In separate interviews Saturday night, neither man was backing down, although they didn't openly voice their disagreement before the audience.

"Sen. Brownback knows better," Tancredo said. "I know he knows better. He knows how I feel on the position of life (opposing abortion). It's disappointing. It's not a mark of a campaign with great integrity."

But Brownback called again for Tancredo to return the funds.

"I've had people who've given funds to my campaign (but) when I saw where they were on the issues, I said, 'I don't want to associate with those individuals,' " he said.

After Brownback left the community center, Tancredo threw one subtle jab. Minutes earlier, Brownback had told the audience how one of his goals as president would be to help "end deaths by cancer in 10 years."

Tancredo said that when people ask for so many things from government, they shouldn't be surprised how big the government gets. As president, he said, "I will not be able to cure every disease that you have."
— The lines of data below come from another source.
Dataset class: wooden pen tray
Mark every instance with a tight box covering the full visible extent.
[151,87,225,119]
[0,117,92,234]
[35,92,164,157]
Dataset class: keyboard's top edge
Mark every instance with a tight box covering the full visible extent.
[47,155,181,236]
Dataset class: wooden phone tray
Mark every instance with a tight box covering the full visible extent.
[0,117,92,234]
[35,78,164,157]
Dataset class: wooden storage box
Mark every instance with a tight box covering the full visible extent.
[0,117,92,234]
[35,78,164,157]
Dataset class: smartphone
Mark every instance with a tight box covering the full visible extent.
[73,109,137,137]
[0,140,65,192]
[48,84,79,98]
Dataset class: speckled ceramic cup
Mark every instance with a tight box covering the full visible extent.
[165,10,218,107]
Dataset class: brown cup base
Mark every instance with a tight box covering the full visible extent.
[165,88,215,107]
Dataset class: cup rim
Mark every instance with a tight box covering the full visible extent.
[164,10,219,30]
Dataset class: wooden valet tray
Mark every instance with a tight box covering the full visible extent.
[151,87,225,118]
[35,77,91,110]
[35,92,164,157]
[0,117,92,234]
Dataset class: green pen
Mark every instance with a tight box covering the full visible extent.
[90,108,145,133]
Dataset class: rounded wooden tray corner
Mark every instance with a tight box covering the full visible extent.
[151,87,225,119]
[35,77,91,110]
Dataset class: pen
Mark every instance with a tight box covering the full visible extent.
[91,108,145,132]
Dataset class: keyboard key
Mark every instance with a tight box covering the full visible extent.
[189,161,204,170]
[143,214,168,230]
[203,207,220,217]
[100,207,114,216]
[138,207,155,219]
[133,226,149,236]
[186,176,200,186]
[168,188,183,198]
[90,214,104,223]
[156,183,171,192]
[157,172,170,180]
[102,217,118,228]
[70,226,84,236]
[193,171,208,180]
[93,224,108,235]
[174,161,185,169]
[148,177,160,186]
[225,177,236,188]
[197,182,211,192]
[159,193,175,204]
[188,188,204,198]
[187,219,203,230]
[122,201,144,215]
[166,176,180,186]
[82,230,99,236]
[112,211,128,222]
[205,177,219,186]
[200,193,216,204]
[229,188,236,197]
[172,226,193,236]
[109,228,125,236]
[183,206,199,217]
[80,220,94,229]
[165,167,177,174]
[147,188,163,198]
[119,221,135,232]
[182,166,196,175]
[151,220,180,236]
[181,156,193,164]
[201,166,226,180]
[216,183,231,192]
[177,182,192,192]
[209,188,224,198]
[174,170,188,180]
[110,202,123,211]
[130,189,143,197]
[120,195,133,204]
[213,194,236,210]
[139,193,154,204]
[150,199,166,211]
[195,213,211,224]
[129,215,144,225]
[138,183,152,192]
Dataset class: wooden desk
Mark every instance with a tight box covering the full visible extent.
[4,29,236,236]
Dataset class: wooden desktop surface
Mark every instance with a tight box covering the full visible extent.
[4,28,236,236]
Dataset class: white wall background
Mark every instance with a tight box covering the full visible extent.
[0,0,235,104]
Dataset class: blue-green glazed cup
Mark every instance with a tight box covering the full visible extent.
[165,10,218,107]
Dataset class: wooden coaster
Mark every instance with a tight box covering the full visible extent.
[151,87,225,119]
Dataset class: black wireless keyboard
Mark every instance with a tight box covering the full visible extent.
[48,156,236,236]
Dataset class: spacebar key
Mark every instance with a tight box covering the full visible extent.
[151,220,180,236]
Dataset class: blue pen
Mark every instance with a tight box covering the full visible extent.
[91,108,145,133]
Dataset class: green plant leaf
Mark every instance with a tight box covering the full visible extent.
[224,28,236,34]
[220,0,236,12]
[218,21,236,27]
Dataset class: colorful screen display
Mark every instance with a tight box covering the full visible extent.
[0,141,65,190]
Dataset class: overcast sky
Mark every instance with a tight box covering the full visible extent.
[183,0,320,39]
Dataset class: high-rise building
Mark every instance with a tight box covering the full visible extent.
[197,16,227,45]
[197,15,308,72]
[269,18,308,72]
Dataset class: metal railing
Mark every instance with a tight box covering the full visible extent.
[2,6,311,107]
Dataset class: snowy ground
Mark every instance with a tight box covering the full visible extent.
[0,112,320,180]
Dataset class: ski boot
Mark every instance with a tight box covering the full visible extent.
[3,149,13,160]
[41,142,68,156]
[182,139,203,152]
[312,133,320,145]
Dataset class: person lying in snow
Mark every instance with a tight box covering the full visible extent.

While Brownback's feud with Tancredo simmers, he's in another head-to-head rivalry with former Arkansas Gov. Mike Huckabee, who was a last-minute scratch for Saturday's dinner.

Brownback and Huckabee are the two candidates who most directly appeal to evangelical Christian voters.

Brownback touts his "Kansas values," promises he'd begin each day in the White House on his knees, praying for guidance. He tells crowds he wants to be the president who nominates the U.S. Supreme Court justice who tips the scales against Roe vs. Wade.

Huckabee, a former Baptist minister, is appealing to essentially the same base of religious conservatives.

Huckabee recently told The Gazette newspaper here that "in many ways, a president is a political pastor. That's what you do - you lead, you shepherd, you guide - but you don't tell people what to do. You encourage them to do things, but they don't have to do it."

Besides Brownback, Huckabee and Tancredo, other Republicans hoping for a straw- poll breakthrough include former Wisconsin Gov. Tommy Thompson, Rep. Ron Paul of Texas and Rep. Duncan Hunter of California.